As the name suggests, “SAS In-Database“ processing allows processing to happen inside the database to utilise resources much more efficiently and effectively. Examples of SAS In-Database processing with Databricks include Implicit and Explicit SQL Pass-Through, In-Database Procedures and In-Database Model Scoring facilities. In-Database Scoring for Databricks enables the environment to leverage Massive Parallel Processing architecture of the database and allows processing to happen locally at the database level. Only the final result travels to network, that too if required. The function remains in the SAS language and is executed by a lightweight SAS engine (SAS Embedded Process for Spark) deployed within the Databricks cluster. Deployment of SAS Embedded process is a one-time task for the administrator, and a simplified view of the overall process could look as shown below.

Once SAS Embedded Process has been deployed, users can develop models using SAS Studio (by writing SAS code), SAS Model Studio or SAS Intelligent Decisioning (by creating visual pipelines).
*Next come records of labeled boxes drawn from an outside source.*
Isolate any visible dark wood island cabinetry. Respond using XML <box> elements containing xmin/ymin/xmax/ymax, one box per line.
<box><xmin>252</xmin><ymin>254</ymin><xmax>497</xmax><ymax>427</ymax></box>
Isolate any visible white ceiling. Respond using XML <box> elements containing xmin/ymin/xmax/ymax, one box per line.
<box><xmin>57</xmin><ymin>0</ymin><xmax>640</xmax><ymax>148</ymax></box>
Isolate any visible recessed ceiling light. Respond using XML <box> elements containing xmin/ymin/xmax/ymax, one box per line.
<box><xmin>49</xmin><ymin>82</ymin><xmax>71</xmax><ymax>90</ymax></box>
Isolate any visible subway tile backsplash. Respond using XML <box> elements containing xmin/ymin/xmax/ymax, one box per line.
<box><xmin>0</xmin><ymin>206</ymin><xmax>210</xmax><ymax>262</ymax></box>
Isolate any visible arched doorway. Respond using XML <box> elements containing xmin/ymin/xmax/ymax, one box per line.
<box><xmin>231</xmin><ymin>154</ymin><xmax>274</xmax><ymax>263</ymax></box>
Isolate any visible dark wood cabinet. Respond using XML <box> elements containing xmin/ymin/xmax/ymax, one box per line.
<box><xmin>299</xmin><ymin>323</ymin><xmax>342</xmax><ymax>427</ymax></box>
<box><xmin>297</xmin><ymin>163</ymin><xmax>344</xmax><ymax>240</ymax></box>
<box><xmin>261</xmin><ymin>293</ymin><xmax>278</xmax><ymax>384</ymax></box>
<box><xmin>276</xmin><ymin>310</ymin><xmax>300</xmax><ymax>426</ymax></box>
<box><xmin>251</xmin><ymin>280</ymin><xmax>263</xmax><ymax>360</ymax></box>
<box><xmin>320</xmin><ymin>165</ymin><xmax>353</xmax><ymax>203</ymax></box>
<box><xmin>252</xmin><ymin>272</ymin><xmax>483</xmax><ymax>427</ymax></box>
SAS In-Database scoring supports the following platforms to publish and run the models in Databricks:

Databricks on AWS or on Azure

Spark Table (as of version 2023.10)
Amazon S3
Microsoft ADLS Gen2

Here is a list of steps and example code to publish a model to a Spark table and run it in Azure Databricks:

Step 1: Start a CAS session and assign a caslib to Spark

cas mysess;
caslib myspark datasource=(
       srcType="spark",
       platform="databricks",
       server="myserver.azuredatabricks.net",
       userName="token",
       password="authentication-token",
       clusterId="cluster-id",
       jobManagementUrl="https://nnnnn.cloud.databricks.net/",
       httpPath="my-http-path",
       schema="my-schema"
       );

Step 2: Publish a model to a Spark table

proc scoreaccel sessref=mysess;
   publishmodel
      exttype=databricks
      caslib="myspark"
      modelname="mymodel"
      storefiles="/myfiles/mystore.ast"
      programfile="/myfiles/myprogram.sas"
      modeldatabase="mydatabase"
      ;
   run;
quit;

Step 3: Start a Databricks interactive session before you run the model

proc cas;
   sparkEmbeddedProcess.startSparkEP
   caslib="myspark";
run; 
quit;

Step 4: Run the model

proc scoreaccel sessref=mysess;
   runmodel 
      exttype=spark
      caslib="myspark"
      modelname="mymodel" 
      modeldatabase="mydatabase" 
      intable="mytable"
      outtable="mytable_out";
run;
quit;

Step 5: Stop the SAS Embedded Process for Spark continuous session

proc cas;
   sparkEmbeddedProcess.stopSparkEP caslib="myspark";
run; 
quit;

Conclusion

SAS In-Database processing enables organisations to extend the value of their data stored in a Databricks cluster by executing programs so that data is analysed without crossing the database boundary – giving them the benefits of improved performance, productivity and governance, while avoiding the data egress cost.